Research validation: Emotion recognition accuracy 78% → 83% (gender-specific norms remove gender confound, IEMOCAP dataset)

Technique 4: Formant Position Normalization

Specific to formants (F1, F2, F3): Account for vocal tract length differences

def lobanov_normalize_formants(f1, f2, f3):
    """
    Lobanov normalization: z-score per formant, per speaker

    Standard in phonetics research (Lobanov, 1971)
    """
    # Stack formants
    formants = np.column_stack([f1, f2, f3])  # (n_samples, 3)

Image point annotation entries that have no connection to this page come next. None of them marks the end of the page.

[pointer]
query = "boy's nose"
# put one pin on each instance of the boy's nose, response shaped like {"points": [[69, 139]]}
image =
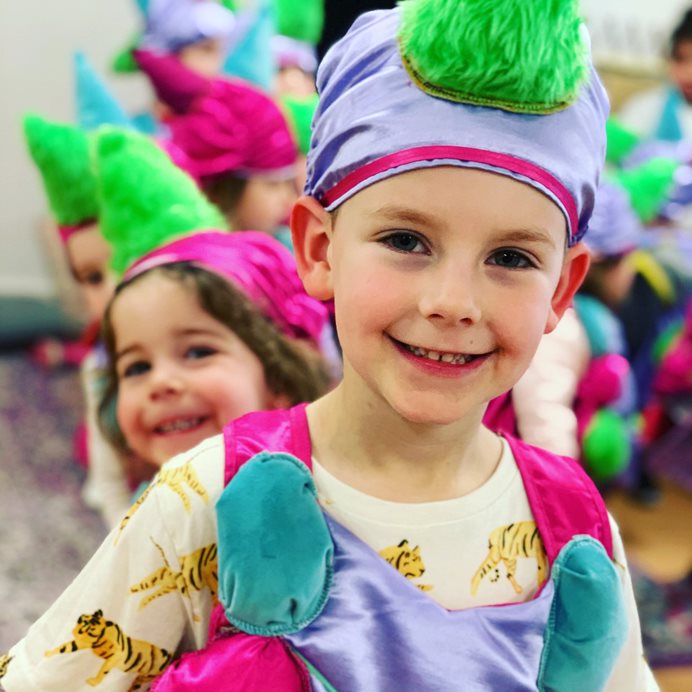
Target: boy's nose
{"points": [[451, 296]]}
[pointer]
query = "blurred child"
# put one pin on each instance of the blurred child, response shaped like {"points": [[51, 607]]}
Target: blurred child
{"points": [[203, 328], [237, 138], [361, 538], [665, 113]]}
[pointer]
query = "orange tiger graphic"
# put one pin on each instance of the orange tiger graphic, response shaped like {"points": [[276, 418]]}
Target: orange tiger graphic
{"points": [[109, 642], [407, 561], [506, 544], [4, 662], [197, 571], [174, 478]]}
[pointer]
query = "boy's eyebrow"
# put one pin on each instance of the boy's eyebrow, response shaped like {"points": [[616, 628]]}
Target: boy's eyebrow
{"points": [[397, 213], [530, 235]]}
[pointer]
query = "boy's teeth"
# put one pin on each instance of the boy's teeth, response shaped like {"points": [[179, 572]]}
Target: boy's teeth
{"points": [[179, 425], [457, 358]]}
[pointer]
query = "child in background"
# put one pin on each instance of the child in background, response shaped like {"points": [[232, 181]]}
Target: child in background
{"points": [[205, 326], [237, 138], [441, 198]]}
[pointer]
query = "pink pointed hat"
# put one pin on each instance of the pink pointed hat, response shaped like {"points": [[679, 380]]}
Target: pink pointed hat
{"points": [[223, 125], [259, 265]]}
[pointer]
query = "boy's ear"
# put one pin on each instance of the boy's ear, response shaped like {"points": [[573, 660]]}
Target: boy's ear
{"points": [[311, 230], [574, 270]]}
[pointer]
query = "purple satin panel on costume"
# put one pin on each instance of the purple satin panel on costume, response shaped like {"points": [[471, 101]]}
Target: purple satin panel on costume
{"points": [[369, 108], [379, 632]]}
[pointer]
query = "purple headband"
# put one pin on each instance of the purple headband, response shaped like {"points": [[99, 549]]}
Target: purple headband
{"points": [[174, 24], [372, 122], [261, 267], [614, 228]]}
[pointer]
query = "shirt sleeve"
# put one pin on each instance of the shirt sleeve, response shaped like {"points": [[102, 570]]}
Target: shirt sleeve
{"points": [[143, 599], [631, 672]]}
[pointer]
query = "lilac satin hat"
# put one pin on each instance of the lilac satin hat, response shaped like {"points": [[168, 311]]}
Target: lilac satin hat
{"points": [[614, 229], [173, 24], [378, 116], [261, 267], [222, 125]]}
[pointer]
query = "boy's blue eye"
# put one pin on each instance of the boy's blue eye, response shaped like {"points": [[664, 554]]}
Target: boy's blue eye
{"points": [[511, 259], [402, 241], [137, 368], [197, 352]]}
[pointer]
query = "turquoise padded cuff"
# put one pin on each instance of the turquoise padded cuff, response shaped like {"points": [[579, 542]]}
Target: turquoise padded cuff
{"points": [[588, 624], [275, 549]]}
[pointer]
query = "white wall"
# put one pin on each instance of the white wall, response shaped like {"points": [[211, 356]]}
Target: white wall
{"points": [[37, 40], [632, 31]]}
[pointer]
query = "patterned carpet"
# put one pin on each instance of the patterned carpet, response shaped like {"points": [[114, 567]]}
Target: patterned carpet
{"points": [[47, 534]]}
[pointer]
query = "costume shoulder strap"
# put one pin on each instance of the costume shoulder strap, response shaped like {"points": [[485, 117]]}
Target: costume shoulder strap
{"points": [[564, 500], [282, 430]]}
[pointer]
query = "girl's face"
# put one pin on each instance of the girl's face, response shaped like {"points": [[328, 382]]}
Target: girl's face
{"points": [[444, 281], [182, 375], [681, 68], [264, 204], [88, 254]]}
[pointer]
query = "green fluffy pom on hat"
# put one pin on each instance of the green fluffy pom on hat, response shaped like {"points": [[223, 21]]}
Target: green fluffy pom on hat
{"points": [[648, 185], [300, 112], [145, 199], [526, 56], [302, 20], [61, 153]]}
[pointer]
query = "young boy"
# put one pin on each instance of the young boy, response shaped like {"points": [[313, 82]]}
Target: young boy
{"points": [[439, 207]]}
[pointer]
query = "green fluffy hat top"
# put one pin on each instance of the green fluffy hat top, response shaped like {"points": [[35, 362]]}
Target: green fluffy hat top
{"points": [[145, 200], [525, 56], [648, 185], [302, 20], [61, 153]]}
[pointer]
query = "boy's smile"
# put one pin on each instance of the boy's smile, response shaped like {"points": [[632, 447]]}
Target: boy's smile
{"points": [[444, 281]]}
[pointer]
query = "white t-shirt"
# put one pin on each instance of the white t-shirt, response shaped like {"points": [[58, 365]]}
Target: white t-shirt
{"points": [[127, 603]]}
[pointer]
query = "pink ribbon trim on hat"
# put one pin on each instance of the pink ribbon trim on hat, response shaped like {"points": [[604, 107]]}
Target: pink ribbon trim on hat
{"points": [[67, 231], [509, 163]]}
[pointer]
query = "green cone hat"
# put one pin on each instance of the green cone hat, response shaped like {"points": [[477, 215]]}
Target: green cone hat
{"points": [[145, 199], [302, 20], [300, 112], [525, 56], [61, 153], [621, 142], [648, 185]]}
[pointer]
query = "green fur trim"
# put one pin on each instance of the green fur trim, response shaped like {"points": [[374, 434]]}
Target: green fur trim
{"points": [[621, 141], [526, 56], [146, 201], [61, 153], [300, 112], [648, 185], [302, 20]]}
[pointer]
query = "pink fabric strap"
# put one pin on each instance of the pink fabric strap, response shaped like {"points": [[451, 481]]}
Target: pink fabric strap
{"points": [[563, 499], [283, 430], [506, 162]]}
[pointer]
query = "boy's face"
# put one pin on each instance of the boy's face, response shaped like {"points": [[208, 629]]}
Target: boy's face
{"points": [[444, 281]]}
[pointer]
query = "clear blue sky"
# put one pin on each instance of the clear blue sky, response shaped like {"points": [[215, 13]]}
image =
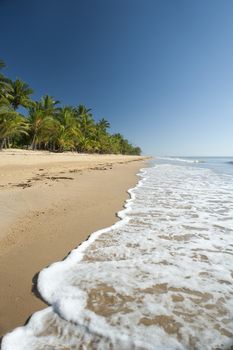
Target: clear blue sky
{"points": [[160, 71]]}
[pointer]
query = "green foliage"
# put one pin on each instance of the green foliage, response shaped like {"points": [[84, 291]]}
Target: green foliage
{"points": [[49, 126]]}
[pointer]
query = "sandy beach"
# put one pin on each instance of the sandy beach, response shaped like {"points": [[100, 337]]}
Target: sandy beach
{"points": [[49, 203]]}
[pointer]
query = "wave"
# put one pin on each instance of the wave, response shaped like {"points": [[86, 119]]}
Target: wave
{"points": [[181, 159], [158, 279]]}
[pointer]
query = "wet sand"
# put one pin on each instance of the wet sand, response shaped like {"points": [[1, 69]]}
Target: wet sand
{"points": [[49, 203]]}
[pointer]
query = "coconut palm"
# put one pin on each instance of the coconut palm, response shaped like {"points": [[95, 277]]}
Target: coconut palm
{"points": [[42, 120], [68, 131], [20, 94], [11, 124], [5, 86]]}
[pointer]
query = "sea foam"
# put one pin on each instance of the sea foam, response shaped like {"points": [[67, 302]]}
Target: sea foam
{"points": [[161, 278]]}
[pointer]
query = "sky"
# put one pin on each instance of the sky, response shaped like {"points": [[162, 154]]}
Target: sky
{"points": [[161, 71]]}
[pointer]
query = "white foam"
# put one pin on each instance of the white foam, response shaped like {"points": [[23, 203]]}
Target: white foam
{"points": [[176, 159], [161, 278]]}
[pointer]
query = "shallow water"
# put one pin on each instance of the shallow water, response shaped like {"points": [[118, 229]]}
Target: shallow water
{"points": [[161, 278]]}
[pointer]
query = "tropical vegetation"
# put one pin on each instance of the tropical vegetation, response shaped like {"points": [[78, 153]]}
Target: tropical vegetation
{"points": [[47, 125]]}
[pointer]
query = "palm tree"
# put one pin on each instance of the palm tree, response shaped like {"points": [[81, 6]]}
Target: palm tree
{"points": [[42, 120], [11, 124], [5, 86], [48, 104], [68, 131], [20, 94]]}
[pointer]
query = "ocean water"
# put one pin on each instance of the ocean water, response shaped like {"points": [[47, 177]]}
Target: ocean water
{"points": [[161, 278]]}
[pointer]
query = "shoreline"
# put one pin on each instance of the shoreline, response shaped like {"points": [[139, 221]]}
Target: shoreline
{"points": [[62, 209]]}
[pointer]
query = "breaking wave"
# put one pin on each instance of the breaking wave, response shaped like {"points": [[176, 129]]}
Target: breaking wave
{"points": [[161, 278]]}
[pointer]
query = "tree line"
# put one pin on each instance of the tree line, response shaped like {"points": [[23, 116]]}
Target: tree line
{"points": [[49, 126]]}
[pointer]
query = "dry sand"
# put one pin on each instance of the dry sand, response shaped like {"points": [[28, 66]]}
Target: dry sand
{"points": [[49, 203]]}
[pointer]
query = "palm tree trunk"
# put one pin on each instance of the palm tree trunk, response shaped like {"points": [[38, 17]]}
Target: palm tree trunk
{"points": [[2, 144], [33, 144]]}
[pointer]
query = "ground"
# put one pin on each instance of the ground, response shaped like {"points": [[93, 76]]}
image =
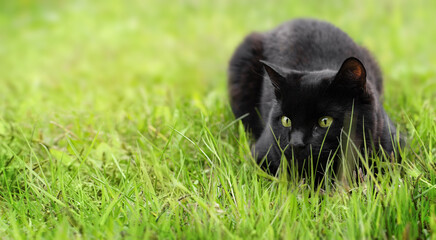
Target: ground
{"points": [[115, 122]]}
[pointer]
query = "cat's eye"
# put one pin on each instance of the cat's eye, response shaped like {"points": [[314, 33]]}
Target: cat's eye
{"points": [[325, 121], [286, 122]]}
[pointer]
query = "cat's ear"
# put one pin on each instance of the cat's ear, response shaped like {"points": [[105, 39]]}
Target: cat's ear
{"points": [[275, 76], [351, 76]]}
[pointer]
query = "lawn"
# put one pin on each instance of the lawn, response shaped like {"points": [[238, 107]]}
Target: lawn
{"points": [[115, 123]]}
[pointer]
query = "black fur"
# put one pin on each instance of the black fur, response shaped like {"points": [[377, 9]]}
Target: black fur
{"points": [[309, 69]]}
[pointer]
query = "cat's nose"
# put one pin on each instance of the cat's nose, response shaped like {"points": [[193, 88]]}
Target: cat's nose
{"points": [[296, 141]]}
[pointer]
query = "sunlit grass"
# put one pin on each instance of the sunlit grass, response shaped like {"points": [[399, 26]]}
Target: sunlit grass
{"points": [[115, 122]]}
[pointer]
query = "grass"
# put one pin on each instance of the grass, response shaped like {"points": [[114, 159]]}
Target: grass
{"points": [[115, 123]]}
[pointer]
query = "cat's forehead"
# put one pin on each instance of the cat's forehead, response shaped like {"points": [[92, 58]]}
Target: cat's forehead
{"points": [[316, 78], [309, 89]]}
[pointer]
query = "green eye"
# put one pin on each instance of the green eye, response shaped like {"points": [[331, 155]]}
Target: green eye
{"points": [[286, 122], [325, 121]]}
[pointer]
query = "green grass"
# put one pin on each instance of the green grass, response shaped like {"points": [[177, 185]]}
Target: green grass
{"points": [[115, 122]]}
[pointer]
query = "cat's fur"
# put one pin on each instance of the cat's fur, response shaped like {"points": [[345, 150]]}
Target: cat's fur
{"points": [[306, 69]]}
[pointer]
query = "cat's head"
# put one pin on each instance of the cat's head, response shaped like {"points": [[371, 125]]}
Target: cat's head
{"points": [[312, 109]]}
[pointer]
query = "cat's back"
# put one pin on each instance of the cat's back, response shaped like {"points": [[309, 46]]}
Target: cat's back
{"points": [[309, 44]]}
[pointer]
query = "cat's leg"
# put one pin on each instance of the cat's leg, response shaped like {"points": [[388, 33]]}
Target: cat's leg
{"points": [[245, 76]]}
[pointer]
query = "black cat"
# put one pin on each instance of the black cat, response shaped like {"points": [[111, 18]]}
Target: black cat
{"points": [[303, 84]]}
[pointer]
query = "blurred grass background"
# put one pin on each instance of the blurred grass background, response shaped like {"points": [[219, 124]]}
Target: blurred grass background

    # Z-score per formant dimension
    mean = formants.mean(axis=0)
    std = formants.std(axis=0)
    normalized = (formants - mean) / std

    return normalized[:, 0], normalized[:, 1], normalized[:, 2]

# Or use Bark scale (psychoacoustic)
def hz_to_bark(f_hz):
    """Convert Hz to Bark scale (perceptual frequency)"""
    return 26.81 * f_hz / (1960 + f_hz) - 0.53

f1_bark = hz_to_bark(f1_hz)
f2_bark = hz_to_bark(f2_hz)

3. Temporal Features: Capturing Change Over Time

Static features (mean F0, mean energy) miss dynamic patterns: How does pitch change? How fast does energy rise?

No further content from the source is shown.